8 Tage bleibe ich in meinem Asyl. Während dieser Zeit erhält meine Gastgeberin die Mitteilung, dass auch ihr Bruder ins Konzentrationslager gebracht worden ist. Hier und da besucht mich meine Frau. Sie berichtet, wer alles verhaftet worden ist. Manche unserer Bekannten sind geflüchtet. Da haben die Beamten jugendliche Söhne als Geiseln mitgenommen ... Den Juden ist befohlen worden, die zertrümmerten Auslagefenster auf ihre Kosten erneuern zu lassen. Die Versicherungsgesellschaften sind von jeder Ersatzpflicht befreit worden. Viele jüdische Geschäftsleute hatten einfach das Geld nicht. Die Kultusgemeinde muss einspringen, hat eine Sammelaktion eingeleitet. Meine Frau erzählt mir, dass Dr. Ullstein aufgefordert worden ist, RM 100 000,- als Beitrag für diese Sammlung zu geben. Kein jüdisches Geschäft darf wieder geöffnet werden. Meine Frau schildert, wie jeden Abend Juden mit Handtaschen durch die Strassen eilen, jeder in ein Versteck. Möglichst bei einem arischen Freund, wenn er einen hat. Die christliche Bevölkerung benimmt sich zum Teil ausgezeichnet. Tausende Arier gewähren Juden Zuflucht, trotzdem sie damit das Konzentrationslager riskieren.

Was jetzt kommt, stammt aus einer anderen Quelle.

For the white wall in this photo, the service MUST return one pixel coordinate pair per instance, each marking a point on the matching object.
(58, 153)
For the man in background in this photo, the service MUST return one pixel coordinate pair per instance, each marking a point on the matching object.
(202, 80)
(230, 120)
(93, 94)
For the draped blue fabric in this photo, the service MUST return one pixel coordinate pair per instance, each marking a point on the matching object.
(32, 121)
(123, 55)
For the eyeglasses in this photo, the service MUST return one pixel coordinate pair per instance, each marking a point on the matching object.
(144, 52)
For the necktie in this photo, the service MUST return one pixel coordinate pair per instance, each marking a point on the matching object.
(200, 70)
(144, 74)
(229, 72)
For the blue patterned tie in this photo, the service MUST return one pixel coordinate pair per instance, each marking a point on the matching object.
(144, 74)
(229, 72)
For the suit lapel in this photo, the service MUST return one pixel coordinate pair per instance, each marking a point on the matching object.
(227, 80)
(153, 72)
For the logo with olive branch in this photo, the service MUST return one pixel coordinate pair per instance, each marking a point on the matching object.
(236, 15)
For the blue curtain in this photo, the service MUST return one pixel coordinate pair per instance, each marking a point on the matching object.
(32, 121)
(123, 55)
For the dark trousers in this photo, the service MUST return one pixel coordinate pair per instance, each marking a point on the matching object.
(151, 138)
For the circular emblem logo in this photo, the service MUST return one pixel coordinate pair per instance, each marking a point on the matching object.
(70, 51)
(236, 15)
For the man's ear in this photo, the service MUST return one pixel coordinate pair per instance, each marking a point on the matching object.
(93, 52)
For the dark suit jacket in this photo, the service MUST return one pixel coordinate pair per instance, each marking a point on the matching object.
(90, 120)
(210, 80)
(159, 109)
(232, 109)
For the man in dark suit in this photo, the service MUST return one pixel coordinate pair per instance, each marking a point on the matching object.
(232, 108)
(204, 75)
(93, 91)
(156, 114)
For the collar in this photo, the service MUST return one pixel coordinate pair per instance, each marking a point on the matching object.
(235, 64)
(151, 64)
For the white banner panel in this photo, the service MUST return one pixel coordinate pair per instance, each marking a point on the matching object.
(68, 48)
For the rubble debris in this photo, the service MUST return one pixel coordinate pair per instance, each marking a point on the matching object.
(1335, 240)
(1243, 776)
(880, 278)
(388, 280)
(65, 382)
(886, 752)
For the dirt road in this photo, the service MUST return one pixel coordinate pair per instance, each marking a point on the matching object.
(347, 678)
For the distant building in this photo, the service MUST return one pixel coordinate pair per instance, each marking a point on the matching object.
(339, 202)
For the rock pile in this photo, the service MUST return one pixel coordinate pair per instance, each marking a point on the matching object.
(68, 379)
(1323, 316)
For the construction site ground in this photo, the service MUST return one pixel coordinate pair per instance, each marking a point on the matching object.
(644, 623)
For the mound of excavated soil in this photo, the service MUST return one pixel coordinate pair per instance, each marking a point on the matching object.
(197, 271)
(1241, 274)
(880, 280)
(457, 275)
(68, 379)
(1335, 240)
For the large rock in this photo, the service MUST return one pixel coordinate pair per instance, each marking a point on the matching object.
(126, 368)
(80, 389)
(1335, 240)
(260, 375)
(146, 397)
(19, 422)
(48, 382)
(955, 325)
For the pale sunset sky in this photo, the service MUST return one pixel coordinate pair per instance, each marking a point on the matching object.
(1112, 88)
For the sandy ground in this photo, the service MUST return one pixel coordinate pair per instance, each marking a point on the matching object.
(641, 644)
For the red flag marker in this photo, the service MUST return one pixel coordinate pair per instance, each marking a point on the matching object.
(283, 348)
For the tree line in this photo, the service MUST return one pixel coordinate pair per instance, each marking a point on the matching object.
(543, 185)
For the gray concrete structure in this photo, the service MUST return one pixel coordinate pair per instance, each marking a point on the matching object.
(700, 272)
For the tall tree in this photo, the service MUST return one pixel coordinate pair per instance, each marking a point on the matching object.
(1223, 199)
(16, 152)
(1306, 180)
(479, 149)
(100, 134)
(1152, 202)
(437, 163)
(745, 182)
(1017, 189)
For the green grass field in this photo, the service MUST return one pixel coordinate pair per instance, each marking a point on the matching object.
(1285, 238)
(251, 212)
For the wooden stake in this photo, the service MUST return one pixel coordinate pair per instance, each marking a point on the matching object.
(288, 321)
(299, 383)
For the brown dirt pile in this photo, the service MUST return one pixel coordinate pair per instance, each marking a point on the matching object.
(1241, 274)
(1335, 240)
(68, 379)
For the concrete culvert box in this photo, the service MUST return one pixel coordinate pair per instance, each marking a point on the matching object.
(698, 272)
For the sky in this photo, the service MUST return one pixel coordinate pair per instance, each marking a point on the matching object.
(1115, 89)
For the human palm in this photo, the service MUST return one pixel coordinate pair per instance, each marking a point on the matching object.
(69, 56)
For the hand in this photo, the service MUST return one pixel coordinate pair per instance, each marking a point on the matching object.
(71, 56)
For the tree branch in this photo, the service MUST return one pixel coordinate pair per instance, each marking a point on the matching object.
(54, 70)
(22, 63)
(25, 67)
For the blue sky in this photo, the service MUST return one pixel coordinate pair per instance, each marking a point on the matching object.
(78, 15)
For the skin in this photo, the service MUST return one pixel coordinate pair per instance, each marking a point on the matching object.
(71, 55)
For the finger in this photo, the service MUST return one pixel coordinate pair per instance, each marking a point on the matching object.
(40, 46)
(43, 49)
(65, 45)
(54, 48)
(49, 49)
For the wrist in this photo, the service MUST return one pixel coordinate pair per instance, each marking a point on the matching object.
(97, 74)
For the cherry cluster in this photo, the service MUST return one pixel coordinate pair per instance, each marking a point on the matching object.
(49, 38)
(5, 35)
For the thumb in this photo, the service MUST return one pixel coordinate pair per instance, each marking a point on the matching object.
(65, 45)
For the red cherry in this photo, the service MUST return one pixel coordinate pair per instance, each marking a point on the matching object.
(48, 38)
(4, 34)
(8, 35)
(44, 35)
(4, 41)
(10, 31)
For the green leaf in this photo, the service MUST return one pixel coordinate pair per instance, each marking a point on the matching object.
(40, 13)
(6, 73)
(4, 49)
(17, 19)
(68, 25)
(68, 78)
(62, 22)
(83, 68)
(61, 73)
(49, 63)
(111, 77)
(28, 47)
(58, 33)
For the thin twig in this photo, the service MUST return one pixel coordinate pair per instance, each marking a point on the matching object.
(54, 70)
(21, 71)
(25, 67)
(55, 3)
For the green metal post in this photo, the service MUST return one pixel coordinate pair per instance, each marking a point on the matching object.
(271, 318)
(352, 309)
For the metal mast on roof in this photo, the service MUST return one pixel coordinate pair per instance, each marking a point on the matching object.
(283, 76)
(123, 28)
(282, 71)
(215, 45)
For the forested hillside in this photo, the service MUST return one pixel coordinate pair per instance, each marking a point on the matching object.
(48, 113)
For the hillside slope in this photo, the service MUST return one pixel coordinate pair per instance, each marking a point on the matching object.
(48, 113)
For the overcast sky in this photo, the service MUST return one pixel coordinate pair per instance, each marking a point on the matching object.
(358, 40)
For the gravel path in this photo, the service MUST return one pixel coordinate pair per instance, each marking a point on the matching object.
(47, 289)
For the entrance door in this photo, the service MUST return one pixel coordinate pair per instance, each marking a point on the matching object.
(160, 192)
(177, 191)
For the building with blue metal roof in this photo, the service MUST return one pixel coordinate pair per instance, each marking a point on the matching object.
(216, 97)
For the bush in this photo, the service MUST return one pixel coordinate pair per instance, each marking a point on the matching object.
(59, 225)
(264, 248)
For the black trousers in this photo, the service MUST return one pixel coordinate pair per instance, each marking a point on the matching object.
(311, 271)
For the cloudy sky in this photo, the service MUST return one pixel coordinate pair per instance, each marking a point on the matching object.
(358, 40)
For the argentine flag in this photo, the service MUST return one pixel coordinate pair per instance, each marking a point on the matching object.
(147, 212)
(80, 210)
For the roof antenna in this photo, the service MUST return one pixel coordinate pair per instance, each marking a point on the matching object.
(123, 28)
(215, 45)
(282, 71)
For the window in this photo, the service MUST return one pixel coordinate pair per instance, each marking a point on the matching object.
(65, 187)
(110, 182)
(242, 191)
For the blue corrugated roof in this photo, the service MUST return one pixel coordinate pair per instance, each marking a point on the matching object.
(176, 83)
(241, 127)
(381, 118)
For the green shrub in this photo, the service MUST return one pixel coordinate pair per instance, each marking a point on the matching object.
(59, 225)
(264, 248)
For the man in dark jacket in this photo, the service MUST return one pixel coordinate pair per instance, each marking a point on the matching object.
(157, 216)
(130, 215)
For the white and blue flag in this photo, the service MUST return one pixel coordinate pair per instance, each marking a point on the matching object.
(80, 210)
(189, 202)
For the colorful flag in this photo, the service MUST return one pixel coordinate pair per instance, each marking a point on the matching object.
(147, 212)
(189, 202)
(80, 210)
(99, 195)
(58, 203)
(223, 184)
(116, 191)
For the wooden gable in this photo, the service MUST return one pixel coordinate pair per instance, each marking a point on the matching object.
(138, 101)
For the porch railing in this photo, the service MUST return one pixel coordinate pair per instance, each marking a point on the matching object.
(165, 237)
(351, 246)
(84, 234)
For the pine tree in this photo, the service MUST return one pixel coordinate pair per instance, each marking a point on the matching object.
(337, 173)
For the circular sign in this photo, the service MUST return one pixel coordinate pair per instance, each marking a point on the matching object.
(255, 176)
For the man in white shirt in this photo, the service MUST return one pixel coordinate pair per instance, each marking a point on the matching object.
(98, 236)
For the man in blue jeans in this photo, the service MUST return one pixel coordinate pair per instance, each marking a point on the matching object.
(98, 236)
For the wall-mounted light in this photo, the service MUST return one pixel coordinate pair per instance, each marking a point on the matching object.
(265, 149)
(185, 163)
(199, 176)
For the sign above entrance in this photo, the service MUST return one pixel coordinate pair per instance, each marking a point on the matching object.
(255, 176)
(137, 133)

Meine Frau hat noch anderes zu berichten: Ihre Cousine Margot war bei ihr, der die Sorge für den 8jährigen Jungen einer verstorbenen Schwester obliegt. Der Junge war in einer jüdischen Schule in Caputh bei Potsdam, der gleichen, die auch Eveline besucht hat. Am Morgen des 10. November sind S.A.-Trupps in der Schule erschienen und haben sie zu demolieren begonnen. Die Vorsteherin bat, man möge ihr wenigstens so viel Zeit lassen, dass sie die Kinder wegbringen könne. Es wurden ihr 10 Minuten hierfür bewilligt. Die meisten Kinder waren noch nicht angekleidet. Sie wurden in den Wald getrieben. Manche in blossen Strümpfen, ohne Kleider. So sind sie stundenlang durch den Wald gewandert bis nach Potsdam. Jetzt sind die Kinder bei verschiedenen Familien untergebracht, so gut es ging ... Ich bin glücklich, Eveline in Palästina zu wissen.